Gitlab add SSH public key

And click on Add key.

Note that the Title field is automatically filled with the comment provided with the -C option during the keys pair creation. You can also set an Expiration date for the key.

Now, if you did not use a pass phrase on your SSH key, you can clone/push/pull/fetch without using any password.

Danger

The private key is retained by the client and should be kept absolutely secret. Any compromise of the private key will allow the attacker to log into servers that are configured with the associated public key without additional authentication. As an additional precaution, the key can be encrypted on disk with a passphrase.

The associated public key can be shared freely without any negative consequences. The public key can be used to encrypt messages that only the private key can decrypt. This property is employed as a way of authenticating using the key pair.

(source: https://www.digitalocean.com/community/tutorials/how-to-configure-ssh-key-based-authentication-on-a-linux-server#how-do-ssh-keys-work)

Forks and Merge Requests (MRs)

Forking a Repository

  • Forks are personal copies of a project
  • Used for contributing without direct write access

➡ From the repository index page top right corner:

Gitlab Fork

You can create MR from your fork once changes are ready to be merged back to the original repository.

Note

You can see your project was forked from another repository on your new repository index page.

Gitlab Home

Merge Requests (MRs)

MRs are GitLab’s pull requests:

  • Create MR from your branch to the target (e.g., main)
  • Link issues, assign reviewers, write a clear description

➡ From the repository page top left corner:

Gitlab New Merge Request

Note

When creating a MR to merge changes between different repositories (like merging changes upstream after a Fork), the MR can be created from the source repository for the merge or from the target one.

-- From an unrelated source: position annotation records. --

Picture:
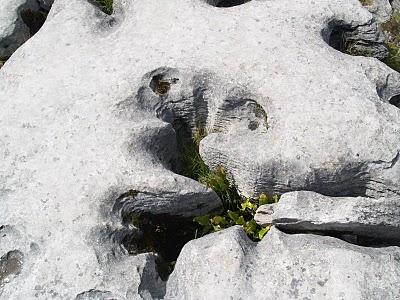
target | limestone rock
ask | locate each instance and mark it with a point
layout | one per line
(92, 106)
(227, 265)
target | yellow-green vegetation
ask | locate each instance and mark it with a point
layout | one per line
(105, 5)
(391, 29)
(393, 60)
(236, 210)
(243, 215)
(367, 2)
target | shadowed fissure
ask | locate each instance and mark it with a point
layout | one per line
(181, 99)
(31, 18)
(226, 3)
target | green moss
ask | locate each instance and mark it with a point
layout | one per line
(105, 5)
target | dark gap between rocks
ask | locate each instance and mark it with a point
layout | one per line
(105, 6)
(363, 40)
(226, 3)
(164, 235)
(347, 236)
(34, 19)
(10, 266)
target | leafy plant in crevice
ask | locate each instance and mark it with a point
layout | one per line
(236, 210)
(242, 215)
(105, 5)
(194, 167)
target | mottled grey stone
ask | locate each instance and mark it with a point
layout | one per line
(378, 219)
(227, 265)
(81, 125)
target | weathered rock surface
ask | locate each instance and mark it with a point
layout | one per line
(92, 104)
(227, 265)
(19, 20)
(378, 219)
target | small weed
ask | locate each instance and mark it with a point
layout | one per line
(391, 29)
(242, 215)
(105, 5)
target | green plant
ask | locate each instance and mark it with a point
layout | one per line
(194, 167)
(367, 2)
(242, 215)
(105, 5)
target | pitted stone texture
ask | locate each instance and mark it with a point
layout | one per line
(227, 265)
(378, 219)
(13, 31)
(70, 149)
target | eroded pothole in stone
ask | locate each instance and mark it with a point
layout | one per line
(182, 99)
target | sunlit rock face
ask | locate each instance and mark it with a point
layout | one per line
(92, 104)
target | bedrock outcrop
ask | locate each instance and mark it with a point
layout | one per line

➡ Select source and target branches:

Gitlab MR Branches

Then you need to fill the MR form, before publishing it.

Afterwards, you can see the state of your MR (same as for the project maintainers).

🧪 As a project manager, you can enable pipelines to run tests on MRs (See Gitlab CI/CD)

Review Process

  • Comments and suggestions on MRs
  • Approvals required (if configured)
  • Resolve discussions before merging

✅ Ensure CI/CD, linters, and tests pass before merge

Gitlab Merge Request

Protected Branches

  • Prevent force pushes or direct commits to critical branches
  • Allow only certain users or roles to merge

Configure in:

Project → Settings → Repository → Protected branches

Gitlab Protected Branches

Examples:

  • Protect main and release/*
  • Only allow Maintainers to push/merge

GitLab Issues: Tracking Work

GitLab Issues are a lightweight way to track tasks, bugs, features, or ideas in a project.

They support:

  • Markdown formatting
  • Labels (e.g., bug, enhancement)
  • Milestones and due dates
  • Assignees and mentions
  • Task lists (checklists)

➡ To create an issue, go to your project and click on Issues → New issue from the left menu.

Gitlab Create Issue

Give your issue a title, description, labels (if any), and optionally assign it to yourself or a teammate.

Gitlab Issue

Connecting Issues to Merge Requests (Optional)

When working on code, you can reference or automatically close issues from your merge requests by mentioning them in the MR description or commit message:

1
2
3
Closes #12
Fixes #42
Related to #21

This creates a cross-reference between the issue and the code changes, which improves traceability.

Once the merge request is merged, GitLab will automatically close the linked issue if it was referenced with Closes, Fixes, or Resolves.

Tip

You can and often should create the Merge Request from your issue directly. It will then automatically link them on Gitlab.

Gitlab Issue MR

It will also close the issue once the MR is accepted and resolved.

Gitlab Issue Closed by MR

Best Practices

  • Use issues to define what needs to be done before you write code.
  • One issue = one focused task or bug.
  • Don’t overload issues with too many unrelated ideas — break them down when needed.